Species of gastropod

Amaea thielei is a species of predatory sea snails, marine prosobranch gastropod mollusks in the family Epitoniidae.

==Description==
The length of the shell attains 22 mm, its diameter 7 mm.

(Original description in French) The thin shell is extremely fragile, thin, imperforate, and elongated-conical in shape. It is adorned with numerous longitudinal, filiform, delicate, leaf-like ribs that are barely prominent, along with many fine transverse cords, giving the shell a decussate appearance. The suture, although not very deep, is quite open and entirely imperforate.

The apex of the shell is missing, with only half of a smooth embryonic whorl remaining. The subsequent whorls, totaling 11 1/2, are very convex and grow slowly.

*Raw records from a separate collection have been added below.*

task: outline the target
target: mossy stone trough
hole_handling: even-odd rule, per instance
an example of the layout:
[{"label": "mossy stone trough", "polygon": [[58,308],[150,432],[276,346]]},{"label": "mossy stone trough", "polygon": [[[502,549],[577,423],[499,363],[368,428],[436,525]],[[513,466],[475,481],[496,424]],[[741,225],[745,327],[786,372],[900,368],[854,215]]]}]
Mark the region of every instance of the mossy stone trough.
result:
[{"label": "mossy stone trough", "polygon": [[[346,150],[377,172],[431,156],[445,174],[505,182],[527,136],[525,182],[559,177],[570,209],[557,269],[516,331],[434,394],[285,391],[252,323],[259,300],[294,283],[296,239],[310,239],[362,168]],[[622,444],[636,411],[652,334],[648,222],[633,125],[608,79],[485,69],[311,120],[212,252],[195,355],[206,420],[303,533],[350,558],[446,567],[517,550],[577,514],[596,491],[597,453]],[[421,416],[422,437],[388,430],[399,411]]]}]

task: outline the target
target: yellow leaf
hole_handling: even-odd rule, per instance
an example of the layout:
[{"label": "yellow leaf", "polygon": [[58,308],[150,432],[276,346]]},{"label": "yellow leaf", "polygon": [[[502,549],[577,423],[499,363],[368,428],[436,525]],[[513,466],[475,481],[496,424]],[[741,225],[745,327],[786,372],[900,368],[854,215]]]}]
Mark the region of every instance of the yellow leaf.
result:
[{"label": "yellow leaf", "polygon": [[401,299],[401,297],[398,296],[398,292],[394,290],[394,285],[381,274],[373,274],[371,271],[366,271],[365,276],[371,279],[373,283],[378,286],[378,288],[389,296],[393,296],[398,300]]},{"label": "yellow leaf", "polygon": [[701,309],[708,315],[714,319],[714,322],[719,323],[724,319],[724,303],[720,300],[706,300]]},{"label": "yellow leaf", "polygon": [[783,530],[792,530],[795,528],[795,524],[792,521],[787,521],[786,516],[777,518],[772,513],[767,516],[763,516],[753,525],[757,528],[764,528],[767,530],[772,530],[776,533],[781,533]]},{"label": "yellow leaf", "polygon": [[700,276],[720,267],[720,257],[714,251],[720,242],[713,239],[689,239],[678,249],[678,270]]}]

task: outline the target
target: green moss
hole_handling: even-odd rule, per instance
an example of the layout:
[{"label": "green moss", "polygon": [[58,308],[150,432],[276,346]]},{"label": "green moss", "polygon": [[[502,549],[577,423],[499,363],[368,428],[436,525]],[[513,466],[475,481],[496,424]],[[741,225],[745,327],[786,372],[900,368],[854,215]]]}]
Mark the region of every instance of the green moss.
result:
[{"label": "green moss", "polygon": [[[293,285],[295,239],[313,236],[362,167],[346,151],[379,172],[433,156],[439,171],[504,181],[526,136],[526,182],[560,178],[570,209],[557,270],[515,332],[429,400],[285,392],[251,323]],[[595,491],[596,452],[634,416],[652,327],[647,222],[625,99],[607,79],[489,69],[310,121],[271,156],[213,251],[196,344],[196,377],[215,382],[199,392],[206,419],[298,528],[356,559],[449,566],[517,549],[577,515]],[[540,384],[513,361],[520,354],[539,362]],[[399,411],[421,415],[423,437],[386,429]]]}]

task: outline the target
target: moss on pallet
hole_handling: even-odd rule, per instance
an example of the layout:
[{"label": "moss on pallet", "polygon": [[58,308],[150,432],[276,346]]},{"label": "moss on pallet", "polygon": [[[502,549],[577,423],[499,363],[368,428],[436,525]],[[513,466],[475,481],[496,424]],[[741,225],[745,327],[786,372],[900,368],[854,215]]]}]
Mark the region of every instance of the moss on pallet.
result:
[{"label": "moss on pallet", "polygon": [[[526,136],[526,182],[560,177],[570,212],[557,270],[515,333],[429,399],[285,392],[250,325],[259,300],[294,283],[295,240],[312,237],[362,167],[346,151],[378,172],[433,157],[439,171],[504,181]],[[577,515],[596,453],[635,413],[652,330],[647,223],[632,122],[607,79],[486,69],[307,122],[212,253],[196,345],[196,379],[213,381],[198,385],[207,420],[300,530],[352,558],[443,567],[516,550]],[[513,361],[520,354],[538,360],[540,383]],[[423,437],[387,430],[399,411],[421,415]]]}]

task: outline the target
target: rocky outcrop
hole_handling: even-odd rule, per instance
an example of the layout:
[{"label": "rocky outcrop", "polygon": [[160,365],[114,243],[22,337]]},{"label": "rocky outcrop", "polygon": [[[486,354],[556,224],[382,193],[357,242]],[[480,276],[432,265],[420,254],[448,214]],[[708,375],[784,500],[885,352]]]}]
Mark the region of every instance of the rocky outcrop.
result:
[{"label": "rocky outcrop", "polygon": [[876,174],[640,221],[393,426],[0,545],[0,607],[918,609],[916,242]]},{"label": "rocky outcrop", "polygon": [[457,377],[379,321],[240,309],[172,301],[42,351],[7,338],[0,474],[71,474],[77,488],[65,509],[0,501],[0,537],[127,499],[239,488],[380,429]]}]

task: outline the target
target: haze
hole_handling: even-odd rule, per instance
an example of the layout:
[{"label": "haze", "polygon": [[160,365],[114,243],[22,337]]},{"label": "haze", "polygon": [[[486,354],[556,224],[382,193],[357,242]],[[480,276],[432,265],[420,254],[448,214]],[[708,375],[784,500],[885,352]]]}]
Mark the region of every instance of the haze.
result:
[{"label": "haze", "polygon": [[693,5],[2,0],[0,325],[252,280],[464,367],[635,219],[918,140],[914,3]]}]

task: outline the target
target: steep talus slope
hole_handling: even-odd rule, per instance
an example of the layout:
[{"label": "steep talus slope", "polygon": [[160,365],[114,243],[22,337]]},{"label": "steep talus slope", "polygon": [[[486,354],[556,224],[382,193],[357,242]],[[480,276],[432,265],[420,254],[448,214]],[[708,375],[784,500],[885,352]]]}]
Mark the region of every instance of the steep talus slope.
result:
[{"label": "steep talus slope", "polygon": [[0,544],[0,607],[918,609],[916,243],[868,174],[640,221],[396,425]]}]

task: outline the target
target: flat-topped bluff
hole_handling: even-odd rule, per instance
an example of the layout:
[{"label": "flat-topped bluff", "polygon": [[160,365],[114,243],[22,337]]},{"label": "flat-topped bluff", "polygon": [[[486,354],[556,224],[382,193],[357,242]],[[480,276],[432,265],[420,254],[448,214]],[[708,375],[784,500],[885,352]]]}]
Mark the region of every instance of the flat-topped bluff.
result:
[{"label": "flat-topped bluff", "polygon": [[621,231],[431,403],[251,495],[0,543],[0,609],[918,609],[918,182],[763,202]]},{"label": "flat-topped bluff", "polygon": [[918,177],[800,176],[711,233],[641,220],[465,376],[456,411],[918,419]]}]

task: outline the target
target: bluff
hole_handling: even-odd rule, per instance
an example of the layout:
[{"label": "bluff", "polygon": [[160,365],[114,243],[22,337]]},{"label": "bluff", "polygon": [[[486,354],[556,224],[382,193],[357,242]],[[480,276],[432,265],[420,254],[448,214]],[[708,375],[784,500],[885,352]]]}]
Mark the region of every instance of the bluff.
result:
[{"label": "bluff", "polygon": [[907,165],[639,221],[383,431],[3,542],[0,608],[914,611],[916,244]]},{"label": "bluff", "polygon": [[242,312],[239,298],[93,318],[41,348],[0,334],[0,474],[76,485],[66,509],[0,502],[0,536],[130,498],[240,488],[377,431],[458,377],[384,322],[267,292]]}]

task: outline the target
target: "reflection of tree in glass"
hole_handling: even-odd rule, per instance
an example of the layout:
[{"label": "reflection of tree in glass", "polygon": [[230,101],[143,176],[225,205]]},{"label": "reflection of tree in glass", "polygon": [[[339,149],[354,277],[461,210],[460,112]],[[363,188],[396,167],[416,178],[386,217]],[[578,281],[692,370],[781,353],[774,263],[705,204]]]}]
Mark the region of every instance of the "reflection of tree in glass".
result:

They are decorated with numerous, tightly spaced, sharp, thin, and barely raised longitudinal ribs that are somewhat filiform. These ribs occasionally transform into equally thin, but slightly more pronounced varices, which curve at the top, often becoming more prominent and forming a kind of embossed expansion near the suture. Between these ribs are faintly developed, numerous, unevenly descending cords that extend onto the inner face of the ribs opposite the aperture.

The body whorl, smaller than the rest of the spire, bears approximately 50 ribs and 15 transverse cords. The base is slightly convex, adorned with radiating lamellae that continue from the ribs after they fold onto the base. The base is defined by an angular edge, accompanied by a cord that encircles it. There is only a faint trace of concentric cords, barely visible on the surface of the shell. The continuation of the axial ribs towards the columella is more pronounced.

The aperture is ovate-oblong. The peristome is double: the inner peristome is continuous, very thin, and reduced to a simple sheet, while the outer peristome is interrupted at the posterior part and formed by the last varix. The columella is accompanied by a barely noticeable funiculus, and it slopes slightly at the anterior part. The shell's color is a white with a faint tinge of fawn.

==Distribution==
This marine species occurs off Japan and Korea.